Answer 9 · 2022-03-01T12:18:45.000Z

And what about tc class show for htb?

It might also be useful to have an example of loss pattern you observe (e.g with either logs or pcap trace) vs. what you would expect.

Answer 10 · 2022-03-01T12:41:55.000Z

I'm a beginner at Mininet, so excuse me if I took so much time to understand. I ran the following command: tc class show, and it returns nothing...

Answer 11 · 2022-03-01T13:58:12.000Z

From what I understand, there is no bandwidth limitation being applied, which may give very strange behaviours. You should look at the exact command being generated (this (https://github.com/mininet/mininet/blob/270a6ba3335301f1e4757c5fb7ee64c1d3580bf2/mininet/link.py#L316) is the line you want to see the output, have a look in Mininet in how you can enable such logging) and paste the output here.

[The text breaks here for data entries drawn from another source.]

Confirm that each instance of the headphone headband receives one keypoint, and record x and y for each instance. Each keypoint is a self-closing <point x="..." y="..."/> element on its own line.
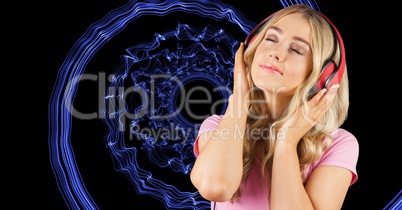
<point x="331" y="73"/>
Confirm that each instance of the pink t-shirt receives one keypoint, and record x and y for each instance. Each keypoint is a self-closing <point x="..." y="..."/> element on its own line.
<point x="343" y="152"/>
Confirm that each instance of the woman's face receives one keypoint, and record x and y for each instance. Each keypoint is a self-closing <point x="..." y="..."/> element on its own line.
<point x="283" y="59"/>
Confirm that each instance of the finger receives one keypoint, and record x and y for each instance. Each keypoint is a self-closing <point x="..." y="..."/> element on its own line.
<point x="239" y="62"/>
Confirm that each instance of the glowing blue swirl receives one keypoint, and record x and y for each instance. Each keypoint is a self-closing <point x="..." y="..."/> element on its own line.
<point x="60" y="108"/>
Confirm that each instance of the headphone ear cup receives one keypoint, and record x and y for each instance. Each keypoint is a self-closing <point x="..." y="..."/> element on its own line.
<point x="328" y="76"/>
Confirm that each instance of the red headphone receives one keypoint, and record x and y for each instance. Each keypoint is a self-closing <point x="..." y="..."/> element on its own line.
<point x="330" y="73"/>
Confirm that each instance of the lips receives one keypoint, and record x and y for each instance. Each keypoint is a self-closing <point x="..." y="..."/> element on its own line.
<point x="271" y="68"/>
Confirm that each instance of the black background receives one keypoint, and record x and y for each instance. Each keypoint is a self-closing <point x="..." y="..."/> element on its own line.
<point x="379" y="178"/>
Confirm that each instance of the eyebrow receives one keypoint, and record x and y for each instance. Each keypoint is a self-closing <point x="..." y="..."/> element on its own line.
<point x="296" y="37"/>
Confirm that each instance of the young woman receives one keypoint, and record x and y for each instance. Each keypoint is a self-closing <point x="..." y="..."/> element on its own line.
<point x="279" y="144"/>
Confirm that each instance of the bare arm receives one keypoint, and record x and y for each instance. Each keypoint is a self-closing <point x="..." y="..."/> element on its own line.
<point x="218" y="169"/>
<point x="327" y="185"/>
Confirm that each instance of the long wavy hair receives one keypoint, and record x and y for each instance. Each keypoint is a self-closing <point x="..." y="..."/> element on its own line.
<point x="311" y="146"/>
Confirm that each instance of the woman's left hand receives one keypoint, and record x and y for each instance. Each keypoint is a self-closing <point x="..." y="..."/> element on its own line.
<point x="307" y="117"/>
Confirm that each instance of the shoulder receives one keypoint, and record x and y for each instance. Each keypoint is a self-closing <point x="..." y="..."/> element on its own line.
<point x="343" y="139"/>
<point x="343" y="152"/>
<point x="211" y="122"/>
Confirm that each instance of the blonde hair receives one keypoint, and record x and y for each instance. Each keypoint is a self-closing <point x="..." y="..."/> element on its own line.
<point x="311" y="146"/>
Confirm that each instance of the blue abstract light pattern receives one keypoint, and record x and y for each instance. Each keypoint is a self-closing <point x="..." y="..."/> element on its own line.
<point x="147" y="102"/>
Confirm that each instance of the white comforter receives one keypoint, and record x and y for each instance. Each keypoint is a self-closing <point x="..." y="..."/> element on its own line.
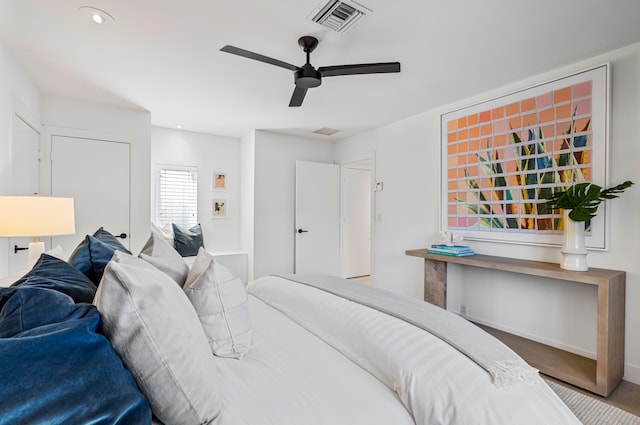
<point x="434" y="382"/>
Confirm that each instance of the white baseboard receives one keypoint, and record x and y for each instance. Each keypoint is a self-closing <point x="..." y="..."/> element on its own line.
<point x="631" y="373"/>
<point x="537" y="338"/>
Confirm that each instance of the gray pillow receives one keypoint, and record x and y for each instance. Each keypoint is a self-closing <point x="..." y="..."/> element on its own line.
<point x="187" y="241"/>
<point x="155" y="331"/>
<point x="220" y="300"/>
<point x="164" y="257"/>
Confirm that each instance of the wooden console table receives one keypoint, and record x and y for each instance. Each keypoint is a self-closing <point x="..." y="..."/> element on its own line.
<point x="599" y="376"/>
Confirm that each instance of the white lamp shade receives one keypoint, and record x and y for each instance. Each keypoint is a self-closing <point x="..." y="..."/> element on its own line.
<point x="36" y="216"/>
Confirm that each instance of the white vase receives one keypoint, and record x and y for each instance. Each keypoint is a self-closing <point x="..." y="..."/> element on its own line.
<point x="574" y="252"/>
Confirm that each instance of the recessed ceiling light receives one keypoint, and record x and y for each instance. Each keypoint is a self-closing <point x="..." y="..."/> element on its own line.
<point x="97" y="16"/>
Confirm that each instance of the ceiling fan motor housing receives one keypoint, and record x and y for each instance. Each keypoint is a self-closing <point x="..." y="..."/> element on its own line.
<point x="307" y="77"/>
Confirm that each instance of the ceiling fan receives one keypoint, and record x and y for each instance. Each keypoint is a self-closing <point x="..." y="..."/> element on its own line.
<point x="306" y="76"/>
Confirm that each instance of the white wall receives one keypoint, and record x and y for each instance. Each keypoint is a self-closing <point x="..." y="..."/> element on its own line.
<point x="15" y="89"/>
<point x="561" y="313"/>
<point x="208" y="153"/>
<point x="274" y="196"/>
<point x="247" y="202"/>
<point x="69" y="117"/>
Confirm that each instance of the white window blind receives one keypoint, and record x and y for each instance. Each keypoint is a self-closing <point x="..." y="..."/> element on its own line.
<point x="178" y="196"/>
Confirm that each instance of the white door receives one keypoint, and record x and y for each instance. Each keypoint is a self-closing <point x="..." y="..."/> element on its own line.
<point x="96" y="173"/>
<point x="356" y="222"/>
<point x="317" y="221"/>
<point x="25" y="178"/>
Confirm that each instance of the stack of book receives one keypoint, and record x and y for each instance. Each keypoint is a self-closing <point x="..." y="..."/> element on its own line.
<point x="452" y="250"/>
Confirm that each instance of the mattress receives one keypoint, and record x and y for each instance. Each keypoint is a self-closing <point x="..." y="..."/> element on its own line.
<point x="330" y="338"/>
<point x="290" y="376"/>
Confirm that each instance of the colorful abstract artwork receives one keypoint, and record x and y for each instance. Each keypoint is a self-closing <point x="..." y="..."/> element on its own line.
<point x="503" y="158"/>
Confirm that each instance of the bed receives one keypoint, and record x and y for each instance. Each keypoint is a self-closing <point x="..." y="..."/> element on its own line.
<point x="109" y="337"/>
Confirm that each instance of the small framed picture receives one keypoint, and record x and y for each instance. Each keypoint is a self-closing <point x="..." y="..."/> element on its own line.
<point x="220" y="180"/>
<point x="219" y="208"/>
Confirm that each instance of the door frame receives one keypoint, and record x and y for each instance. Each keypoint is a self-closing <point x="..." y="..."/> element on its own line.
<point x="19" y="110"/>
<point x="369" y="158"/>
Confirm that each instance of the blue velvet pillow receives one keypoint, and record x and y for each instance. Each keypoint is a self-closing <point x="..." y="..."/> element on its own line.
<point x="106" y="237"/>
<point x="54" y="273"/>
<point x="91" y="257"/>
<point x="64" y="372"/>
<point x="187" y="241"/>
<point x="42" y="305"/>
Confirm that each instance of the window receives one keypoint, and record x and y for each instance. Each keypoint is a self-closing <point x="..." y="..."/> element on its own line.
<point x="177" y="196"/>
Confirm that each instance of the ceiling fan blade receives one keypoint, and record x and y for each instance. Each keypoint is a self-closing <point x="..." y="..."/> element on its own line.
<point x="298" y="96"/>
<point x="256" y="56"/>
<point x="365" y="68"/>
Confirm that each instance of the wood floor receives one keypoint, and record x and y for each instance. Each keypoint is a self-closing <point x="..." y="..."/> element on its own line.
<point x="626" y="396"/>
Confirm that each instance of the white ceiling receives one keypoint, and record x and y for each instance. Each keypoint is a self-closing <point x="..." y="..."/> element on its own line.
<point x="163" y="55"/>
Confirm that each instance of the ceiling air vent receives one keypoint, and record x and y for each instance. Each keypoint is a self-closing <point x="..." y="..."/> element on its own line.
<point x="340" y="16"/>
<point x="326" y="131"/>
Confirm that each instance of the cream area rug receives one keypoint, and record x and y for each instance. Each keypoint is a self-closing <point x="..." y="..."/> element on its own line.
<point x="591" y="411"/>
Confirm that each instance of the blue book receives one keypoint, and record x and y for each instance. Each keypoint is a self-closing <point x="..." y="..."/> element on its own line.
<point x="449" y="253"/>
<point x="453" y="248"/>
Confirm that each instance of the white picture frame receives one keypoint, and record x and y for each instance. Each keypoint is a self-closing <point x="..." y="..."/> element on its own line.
<point x="219" y="208"/>
<point x="220" y="181"/>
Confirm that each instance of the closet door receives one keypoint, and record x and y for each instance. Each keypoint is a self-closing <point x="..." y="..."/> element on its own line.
<point x="96" y="173"/>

Answer 12 · 2022-03-02T11:58:17.000Z

I'm sorry I just know how to use the tc class command, so it returns:
class htb 5:1 root leaf 10: prio 0 rate 10000kbit ceil 10000kbit burst 15kb cburst 1600b

Answer 13 · 2022-03-02T14:20:36.000Z

Sounds ok then. To further understand what's going on, a PCAP trace along with the logs at both client/server sides could be nice to understand where packets losses occur.

Answer 14 · 2022-03-09T23:14:14.000Z

Hello,
Working by your suggestion I took a PCAP caption and got some strange behaviors. The first is the occurrence of more than one ARP packet. According to my knowledge, they can be seen at the beginning of the conversation when the MAC addresses must be discovered. The second is getting the "Destination Unreachable (Port Unreachable)" error from the ICMP packet.

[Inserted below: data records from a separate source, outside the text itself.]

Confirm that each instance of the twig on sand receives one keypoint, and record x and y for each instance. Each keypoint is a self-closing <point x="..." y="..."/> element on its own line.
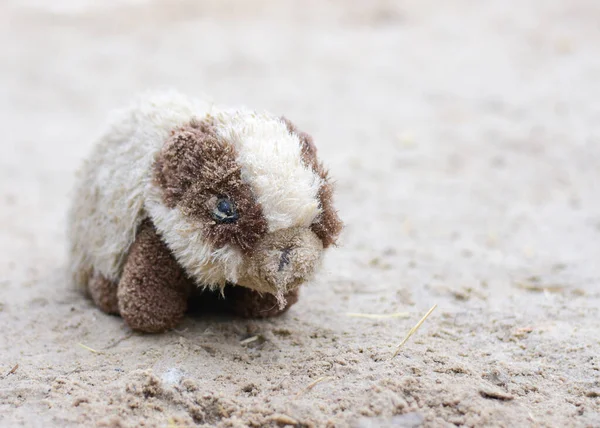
<point x="315" y="383"/>
<point x="413" y="330"/>
<point x="378" y="316"/>
<point x="89" y="349"/>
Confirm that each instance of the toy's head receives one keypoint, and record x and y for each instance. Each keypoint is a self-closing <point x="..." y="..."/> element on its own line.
<point x="241" y="198"/>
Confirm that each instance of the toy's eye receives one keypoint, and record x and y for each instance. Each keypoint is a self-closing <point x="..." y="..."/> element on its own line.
<point x="225" y="211"/>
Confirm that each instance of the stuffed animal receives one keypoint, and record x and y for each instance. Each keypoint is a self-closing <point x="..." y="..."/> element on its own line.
<point x="180" y="195"/>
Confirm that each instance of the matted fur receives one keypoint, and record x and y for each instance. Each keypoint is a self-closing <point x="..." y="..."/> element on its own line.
<point x="116" y="191"/>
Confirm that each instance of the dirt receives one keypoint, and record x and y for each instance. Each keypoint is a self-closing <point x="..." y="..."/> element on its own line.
<point x="465" y="141"/>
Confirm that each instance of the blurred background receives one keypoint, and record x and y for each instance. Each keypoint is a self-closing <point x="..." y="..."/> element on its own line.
<point x="464" y="137"/>
<point x="452" y="126"/>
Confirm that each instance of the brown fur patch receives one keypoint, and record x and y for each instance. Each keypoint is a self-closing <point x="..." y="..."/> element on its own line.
<point x="104" y="294"/>
<point x="195" y="169"/>
<point x="153" y="289"/>
<point x="251" y="304"/>
<point x="328" y="225"/>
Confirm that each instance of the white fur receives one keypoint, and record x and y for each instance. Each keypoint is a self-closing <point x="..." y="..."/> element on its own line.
<point x="115" y="190"/>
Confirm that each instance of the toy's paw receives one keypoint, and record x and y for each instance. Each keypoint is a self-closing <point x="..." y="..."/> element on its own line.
<point x="104" y="294"/>
<point x="155" y="312"/>
<point x="250" y="304"/>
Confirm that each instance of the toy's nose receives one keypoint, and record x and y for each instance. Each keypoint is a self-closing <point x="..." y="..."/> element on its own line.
<point x="283" y="260"/>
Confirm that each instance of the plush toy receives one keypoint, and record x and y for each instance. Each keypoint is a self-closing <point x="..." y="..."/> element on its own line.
<point x="180" y="195"/>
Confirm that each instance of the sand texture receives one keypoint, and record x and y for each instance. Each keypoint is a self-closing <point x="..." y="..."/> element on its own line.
<point x="464" y="137"/>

Answer 15 · 2022-03-09T23:36:16.000Z

elhachi commented 3 years ago

Answer 16 · 2022-03-11T10:20:54.000Z

I found this note when reading the MultipathTester article: "We notably noticed some connectivity issues with QUIC using IPv6, but in America, we observed better performance using IPv6 rather than IPv4". Might it be the reason in my case also?

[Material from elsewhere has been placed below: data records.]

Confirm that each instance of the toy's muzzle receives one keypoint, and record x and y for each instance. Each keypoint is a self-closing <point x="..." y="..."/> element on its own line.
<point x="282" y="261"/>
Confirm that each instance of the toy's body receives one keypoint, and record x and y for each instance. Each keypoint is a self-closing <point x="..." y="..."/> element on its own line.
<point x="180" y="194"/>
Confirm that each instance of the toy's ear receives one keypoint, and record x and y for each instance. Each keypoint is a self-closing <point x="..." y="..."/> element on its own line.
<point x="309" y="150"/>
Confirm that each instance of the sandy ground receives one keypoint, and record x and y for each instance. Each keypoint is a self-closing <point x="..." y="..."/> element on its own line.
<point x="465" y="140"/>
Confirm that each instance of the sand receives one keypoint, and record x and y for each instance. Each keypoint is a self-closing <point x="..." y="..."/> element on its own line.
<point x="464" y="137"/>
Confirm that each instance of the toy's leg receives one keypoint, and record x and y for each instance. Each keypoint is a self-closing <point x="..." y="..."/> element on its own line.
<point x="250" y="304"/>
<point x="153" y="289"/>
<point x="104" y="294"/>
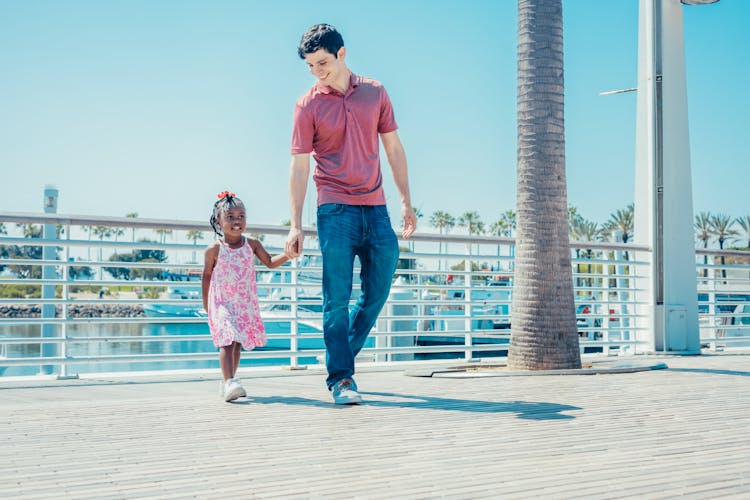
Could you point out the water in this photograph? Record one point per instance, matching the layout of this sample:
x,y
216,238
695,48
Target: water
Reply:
x,y
202,344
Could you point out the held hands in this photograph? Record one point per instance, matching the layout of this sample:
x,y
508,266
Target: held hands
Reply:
x,y
410,221
294,243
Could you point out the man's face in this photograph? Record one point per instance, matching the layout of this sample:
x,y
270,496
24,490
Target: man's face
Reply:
x,y
324,66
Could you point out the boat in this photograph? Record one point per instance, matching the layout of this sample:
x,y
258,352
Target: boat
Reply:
x,y
192,308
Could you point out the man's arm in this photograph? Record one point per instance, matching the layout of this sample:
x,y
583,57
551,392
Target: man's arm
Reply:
x,y
298,176
397,160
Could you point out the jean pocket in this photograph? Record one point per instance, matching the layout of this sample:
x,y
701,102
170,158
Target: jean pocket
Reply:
x,y
330,209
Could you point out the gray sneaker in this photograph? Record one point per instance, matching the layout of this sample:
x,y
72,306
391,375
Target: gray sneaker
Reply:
x,y
345,392
232,390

Answer 17 · 2022-03-11T14:02:40.000Z

ARP packet exchange at the beginning of the connection are normal if the ARP tables are initially empty.
With screen captures, I cannot say much more. The PCAP itself would have been better.
I though you were performing Mininet experiments, I'm not sure how the statement you mentioned relates to your current behaviour.

Answer 18 · 2022-03-12T22:19:12.000Z

The whole PCAP file:
mpquic_trace_client.zip

Answer 19 · 2022-03-13T11:54:45.000Z

I think this disconnectivity is caused by the huge amount of packets coming from the client-side (two sources). So the server was so busy to receive the entire data via one path. Notice that I create two paths for the server to use MPQUIC but it keeps working with only one!
Thank you for your time, I appreciate that.

Answer 20 · 2022-03-14T09:11:43.000Z

There are a few strange elements in your trace:

The connection seems twice idle for about 10 seconds. Is this expected?
How was the capture made? Between packet 553 and 554, the time rewinded (Mar 10, 2022 00:17:34.138101494 CET -> Mar 10, 2022 00:17:33.980234299 CET)
The ICMP messages seem to indicate that the socket of the path(s) at server side were meanwhile closed.
It would have been interesting to capture at both sides (i.e., client and server) to figure out which packets were actually lost. Furthermore, you should take a look at the implementation logs and try to understand what is going wrong.

Answer 21 · 2022-03-19T18:20:07.000Z

The only expected idle was located at the beginning of the connection because I had to enter some data manually and it takes a few seconds. Otherwise, I did not expect any idle moments.
Thank you so much for your help, I will try to do what you recommend.